# Graphs:

• The graph ADT comprises a set of vertices (or nodes) together with a set of pairs of vertices, the edges. A vertex can be any arbitrary abstract object.
• Graphs are an extremely powerful concept. Linked lists, trees, state transition diagrams, etc. are all just cases of graphs.

## Terminology:

• Direction:
• Directed graph (or digraph) = a graph where the edges have a direction associated with them. I.e., each edge is now an ordered pair of vertices.
• In conceptual terms, direction implies that relations between vertices are not symmetric. For example, a graph of friends would be undirected, since X being friends with Y implies that Y is friends with X. And on the other hand, a graph of Twitter followers would be directed, since X being a follower of Y does not imply that Y is a follower of X.
• Directed acyclic graph (or DAG) = a digraph with no (directed) cycles.
https://www.wikiwand.com/en/Directed_acyclic_graph
• Many important applications, e.g., systems of events or partial events, scheduling, causal structures.
• A rooted tree, as in the ADT, is a DAG.
• Workflowy is essentially a directed acyclic graph!
• Topological sort (or topological ordering):
• A topological sort of a digraph is just the linear ordering of its vertices such that for every directed edge ab, a comes somewhere before b.
• Any DAG has at least one topological ordering.
• The canonical case is scheduling: the vertices of the graph may represent tasks to be performed, and the edges may represent constraints that one task must be performed before another (prerequisites). Thus, a topological ordering is just a valid sequence for the tasks.
• A reverse postorder traversal provides a topological ordering.
• Multiple edges & loops:
• Multiple (or parallel) edges = 2 or more edges that connect the same 2 vertices.
• Loop = an edge that connects a vertex to itself.
• Multigraph = a graph that can have multiple edges and (depending on the convention) sometimes loops.
• Simple graph = a graph that cannot have multiple edges or loops.
• Connectivity:
• Connected graph = graph with no vertices by themselves; i.e., there is some path between every pair of vertices / every pair of the graph's vertices is connected.
• A connected component is a maximal subgraph that is (1) connected and (2) not connected to any vertices in the rest of the supergraph.
• Subgraph of a graph G = graph whose vertices are a subset of G's vertices and whose edges are a subset of G's edges.
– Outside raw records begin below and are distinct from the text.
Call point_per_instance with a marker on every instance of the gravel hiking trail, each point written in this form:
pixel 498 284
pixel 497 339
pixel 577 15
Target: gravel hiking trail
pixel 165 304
Note that this is subset, not proper subset.
• Tracking the connected components of a changing graph is a straightforward partitioning problem, which can be naturally solved with the application of disjoint-set (or union-find) data structures.
https://www.wikiwand.com/en/Disjoint-set_data_structure
• Maximal such subgraph because otherwise there would be "overlapping" connected components. This constrains it such that each vertex and each edge belongs to exactly one connected component. Mathematically, connected components partition their supergraph.
• A digraph is strongly connected if every pair of vertices (x and y) has a directed path both from x to y and from y to x. Otherwise, it is merely (weakly) connected.
• The strong components of a digraph are just the maximal strongly connected subgraphs.
• Kosaraju's algorithm and Tarjan's strongly connected components algorithm are 2 popular ways to compute a digraph's strongly connected components.
• A vertex cut (or separating set) = the set of vertices whose removal would make the graph disconnected.
Note that this is not the same as a cut.
• Easy to compute connectivity: if the number of nodes visited through either BFS or DFS equals the number of vertices, then the graph is connected.
• Weighted graphs have weights (or costs or distances) associated with their edges. So 2 paths can have the same number of edges (same path length), but have different total weights (or distances) because their edges' weights differ.
• Cut:
• A partition of a graph's vertices into two disjoint subsets.
• Also defines a cut-set, the set of edges that have 1 endpoint in each subset of the partition. I.e., the edges that cross the cut (also called a crossing edge). Sometimes a cut is identified as its cut-set.
• The size / weight of a cut is the (total) weight of the cut-set, the edges crossing the cut. If unweighted, the size is the number of such crossing edges.
• Degree of a node is the number of edges connected to it. If directed graph, there is an indegree and an outdegree.
• A Hamiltonian path is a path that visits each vertex exactly once. Similarly, a Hamiltonian cycle (or circuit) is a Hamiltonian path that is a cycle. Determining whether such a path exists in a graph is known as the NP-complete Hamiltonian path problem.
• Coloring:
• A graph coloring is just assigning colors to the nodes in a graph.
• A legal coloring is when no two adjacent / connected nodes have the same color.
• Finding the fewest number of colors we can use for a legal coloring (the chromatic number) is an NP problem.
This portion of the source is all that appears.